Les adeptes du lieu commun assènent que l’important n’est pas la destination, mais le chemin. Je leur donne volontiers raison. Chaque semaine, je consignerai par le verbe ma préparation physique et mes sentiments. Au milieu des baskets sales, sous les cartes et les plans d’entraînement, le lecteur trouvera un canapé moelleux. Ma caverne est le royaume de la fonte et des compléments alimentaires. Sportif à mes heures, je reste surtout un sédentaire farouche. Dans mon atelier d’alchimiste, grâce à ma sueur et un zeste de volonté, je distille les rêves et les cauchemars du quotidien de l’entraînement.
Alors, franchement, qu’est-ce que je fous là ?

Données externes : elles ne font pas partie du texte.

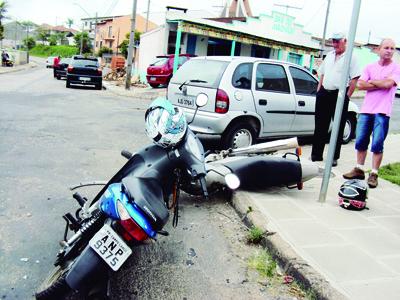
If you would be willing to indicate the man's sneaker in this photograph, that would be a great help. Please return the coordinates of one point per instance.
(372, 180)
(356, 173)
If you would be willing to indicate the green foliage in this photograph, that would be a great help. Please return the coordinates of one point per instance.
(45, 51)
(29, 43)
(125, 43)
(263, 263)
(3, 11)
(86, 47)
(255, 235)
(390, 172)
(103, 50)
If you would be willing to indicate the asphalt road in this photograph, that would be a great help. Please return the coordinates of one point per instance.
(53, 138)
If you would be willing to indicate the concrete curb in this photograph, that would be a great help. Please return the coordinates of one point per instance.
(5, 70)
(138, 93)
(280, 250)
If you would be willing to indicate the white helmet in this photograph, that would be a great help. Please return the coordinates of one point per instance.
(165, 124)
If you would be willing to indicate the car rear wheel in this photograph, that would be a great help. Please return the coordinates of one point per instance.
(239, 135)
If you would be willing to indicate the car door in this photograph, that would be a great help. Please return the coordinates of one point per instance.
(273, 100)
(305, 89)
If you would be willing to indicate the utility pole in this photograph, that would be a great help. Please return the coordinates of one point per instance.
(324, 34)
(95, 35)
(130, 47)
(147, 15)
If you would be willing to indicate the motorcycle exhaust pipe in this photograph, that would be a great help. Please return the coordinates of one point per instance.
(266, 147)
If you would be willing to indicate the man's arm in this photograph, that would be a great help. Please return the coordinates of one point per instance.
(365, 85)
(321, 79)
(352, 86)
(386, 83)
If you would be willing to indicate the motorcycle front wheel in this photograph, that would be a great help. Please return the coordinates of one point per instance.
(54, 286)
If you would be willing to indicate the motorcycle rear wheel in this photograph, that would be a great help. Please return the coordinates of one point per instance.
(54, 286)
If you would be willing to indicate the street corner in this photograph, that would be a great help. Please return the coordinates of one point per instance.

Les barres rouges de ma prison défilent sur le cadran du réveil. L’heure arrive de poser ma plume et de partir travailler. Je n’ai pas encore répondu à cette question qui m’occupera pendant six mois.
Voilà tout l’objet de mes textes, trouver les motivations profondes de cette folie. Celles qui me feront tenir quand j’affronterai la souffrance, quand chaque cellule de mon corps me suppliera d’abandonner. J’espère y puiser la force de faire un pas de plus, puis encore un autre, jusqu’à la ligne d’arrivée.
J’écris pour ne pas oublier. Un jour, je réchaufferai les soirs de ma vieillesse à la flamme de ces souvenirs. Enfin, j’écris pour mes proches, pour qu’ils comprennent ce que représente cette folie.
Qui sait ? J’ai l’orgueil de rêver d’une publication. L’objet livre me fascine et je veux laisser mes empreintes dans la matière, tracer des lignes d’encre le long de pages trop blanches pour partir à la rencontre de mon lecteur. Je gage que, dans une poignée de pages, il aura appris à me connaître.